Car finance giants face legal claims of over £1bn for ripping off consumers

Around a million UK consumers could have unwittingly overpaid for car finance over a six year period.

*UPDATE: Since we published this story the Financial Conduct Authority has launched a major investigate whether car finance customers are owed compensation for being charged too much for car loans. It is looking at whether car finance customers are owed compensation for being charged too much for car loans and has said it will ensure consumers are paid what they’re owed if it finds ‘widespread misconduct’. Read our latest guide to understand what your options are for claiming car finance compensation.*

Three collective action lawsuits have been filed at the specialist competition court accusing the three largest car financing companies, Lloyds Banking Group, MotoNovo and Santander, of acting to inflate interest rates.

This anti-competitive conduct meant UK consumers were paying too much – to the tune of £1bn. They claim that consumers were charged higher interest rates when buying used cars on finance due to anti-competitive agreements between providers of car finance and dealers.

Doug Taylor, an experienced consumer advocate who filed the claims, said:

‘We believe that Black Horse Ltd (Lloyds Banking Group), MotoNovo and Santander took advantage of their customers. Affected consumers unknowingly paid more for their car loans because of the way these companies incentivised dealers.


What is wrong with the car finance agreements?

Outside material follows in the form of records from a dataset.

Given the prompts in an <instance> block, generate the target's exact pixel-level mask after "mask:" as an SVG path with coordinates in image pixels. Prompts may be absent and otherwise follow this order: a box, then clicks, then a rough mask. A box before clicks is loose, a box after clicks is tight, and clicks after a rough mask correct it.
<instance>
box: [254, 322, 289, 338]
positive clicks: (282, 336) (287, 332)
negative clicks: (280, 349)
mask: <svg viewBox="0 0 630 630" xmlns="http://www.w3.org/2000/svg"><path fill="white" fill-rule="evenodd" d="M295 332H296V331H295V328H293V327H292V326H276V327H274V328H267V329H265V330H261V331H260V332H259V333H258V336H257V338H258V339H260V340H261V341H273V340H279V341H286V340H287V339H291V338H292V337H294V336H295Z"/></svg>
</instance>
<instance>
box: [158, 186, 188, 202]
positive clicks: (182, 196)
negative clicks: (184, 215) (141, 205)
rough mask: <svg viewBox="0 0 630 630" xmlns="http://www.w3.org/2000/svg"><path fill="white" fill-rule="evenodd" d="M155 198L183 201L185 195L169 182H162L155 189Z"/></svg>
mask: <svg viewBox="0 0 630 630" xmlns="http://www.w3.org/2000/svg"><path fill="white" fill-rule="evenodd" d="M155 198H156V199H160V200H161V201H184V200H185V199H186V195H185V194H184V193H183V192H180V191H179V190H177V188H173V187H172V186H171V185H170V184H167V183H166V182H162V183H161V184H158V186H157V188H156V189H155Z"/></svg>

Between 2015 and 2021 car dealers or finance providers decided the level of commission they earned from arranging car finance for customers. This usually meant that the level of commission was tied to the interest rate. This practice of ‘discretionary commission’, which was used across the car financing industry, was banned by the financial regulator in January 2021. These car finance deals are said to have incentivised car dealers to charge consumers higher interest rates than they otherwise would have done, in order to receive a higher rate of commission.

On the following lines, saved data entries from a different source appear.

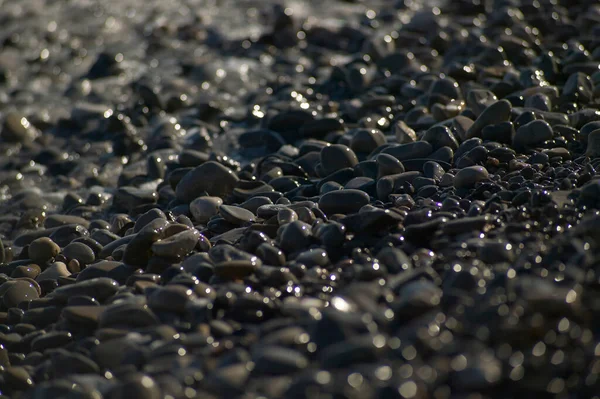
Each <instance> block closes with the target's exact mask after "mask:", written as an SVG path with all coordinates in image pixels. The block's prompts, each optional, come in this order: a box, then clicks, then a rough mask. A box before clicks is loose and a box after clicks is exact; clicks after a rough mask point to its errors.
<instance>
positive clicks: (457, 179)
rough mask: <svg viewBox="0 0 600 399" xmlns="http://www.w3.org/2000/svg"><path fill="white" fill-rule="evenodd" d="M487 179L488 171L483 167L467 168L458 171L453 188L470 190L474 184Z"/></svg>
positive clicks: (453, 180)
mask: <svg viewBox="0 0 600 399" xmlns="http://www.w3.org/2000/svg"><path fill="white" fill-rule="evenodd" d="M488 178H489V173H488V171H487V170H486V169H485V168H484V167H483V166H469V167H466V168H464V169H461V170H459V171H458V173H457V174H456V176H454V180H453V182H454V187H456V188H471V187H473V186H474V185H475V184H476V183H478V182H480V181H483V180H486V179H488Z"/></svg>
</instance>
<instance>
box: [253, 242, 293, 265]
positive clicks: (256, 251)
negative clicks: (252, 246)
mask: <svg viewBox="0 0 600 399" xmlns="http://www.w3.org/2000/svg"><path fill="white" fill-rule="evenodd" d="M256 256H258V257H259V258H260V259H261V260H262V262H263V263H264V264H266V265H272V266H283V265H284V264H285V261H286V259H285V255H284V253H283V251H281V250H280V249H279V248H277V247H276V246H274V245H271V244H268V243H262V244H260V245H259V246H258V248H256Z"/></svg>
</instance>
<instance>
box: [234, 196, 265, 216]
mask: <svg viewBox="0 0 600 399" xmlns="http://www.w3.org/2000/svg"><path fill="white" fill-rule="evenodd" d="M272 204H273V201H272V200H271V199H270V198H268V197H263V196H256V197H252V198H250V199H247V200H246V201H244V202H242V203H241V204H240V207H241V208H244V209H247V210H249V211H250V212H252V213H253V214H255V215H256V214H257V212H258V208H260V207H261V206H263V205H272Z"/></svg>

Taylor, who is seeking to lead the claim on behalf of UK consumers, said:

‘With this legal action, I am standing up for people across the UK who have been affected by the actions of these companies, seeking justice and compensation for the financial losses they have suffered.’

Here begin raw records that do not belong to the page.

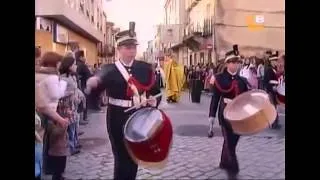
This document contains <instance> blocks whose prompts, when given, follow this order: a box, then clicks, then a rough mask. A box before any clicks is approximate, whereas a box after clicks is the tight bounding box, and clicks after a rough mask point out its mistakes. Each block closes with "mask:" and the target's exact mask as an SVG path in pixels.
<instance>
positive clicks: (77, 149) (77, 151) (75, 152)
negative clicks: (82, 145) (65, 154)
mask: <svg viewBox="0 0 320 180" xmlns="http://www.w3.org/2000/svg"><path fill="white" fill-rule="evenodd" d="M80 152H81V151H80V150H79V149H77V150H75V151H73V152H72V153H71V156H73V155H76V154H79V153H80Z"/></svg>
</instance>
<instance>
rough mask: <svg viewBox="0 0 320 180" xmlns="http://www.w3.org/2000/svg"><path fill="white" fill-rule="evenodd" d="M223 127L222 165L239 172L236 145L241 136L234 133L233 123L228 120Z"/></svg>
mask: <svg viewBox="0 0 320 180" xmlns="http://www.w3.org/2000/svg"><path fill="white" fill-rule="evenodd" d="M221 129H222V134H223V138H224V141H223V147H222V154H221V161H220V166H223V167H225V168H226V170H227V171H228V172H231V173H238V172H239V163H238V159H237V155H236V147H237V144H238V141H239V138H240V136H239V135H237V134H234V133H233V130H232V128H231V125H230V124H229V123H227V122H226V123H225V124H224V125H222V126H221Z"/></svg>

Legal team behind the claims

Taylor is being supported by Scott + Scott, a global law firm which has already filed two other group claims, including on car delivery charges.

Belinda Hollway, Partner at Scott + Scott said:

‘We are proud to be working alongside Doug Taylor to seek justice for consumers across the UK who have been taken advantage of by these large finance companies, and to help them get back what they’re owed.’

The action is funded by Woodsford, a global litigation finance business. Charlie Morris, Chief Investment Officer for Woodsford, commented:

‘Litigation finance is fundamental to actions of this kind; it levels the playing field and provides consumers with equality of arms and affords access to justice so that companies like Black Horse Ltd., MotoNovo and Santander can be held to account for their misconduct.’

Who is eligible for compensation?

Anyone who entered into a car finance agreement with Black Horse (Lloyds Banking Group), MotoNovo Finance or Santander to purchase a used car between 01 October 2015 and 27 January 2021. Up to one million consumers may be affected.

Sign up to Consumer Voice to stay updated as the claim progresses. 

Investigation into the car financing industry

The practice of ‘discretionary commissions’ was banned by the Financial Conduct Authority (FCA) in January 2021 after investigations led to concerns that the model wasn’t in the best interests of consumers and pushed them into poor deals, even when better deals were available. 

The FCA estimated that this practice cost consumers around £165 million per year. No compensation was given to consumers as part of this investigation and the banning of these commissions.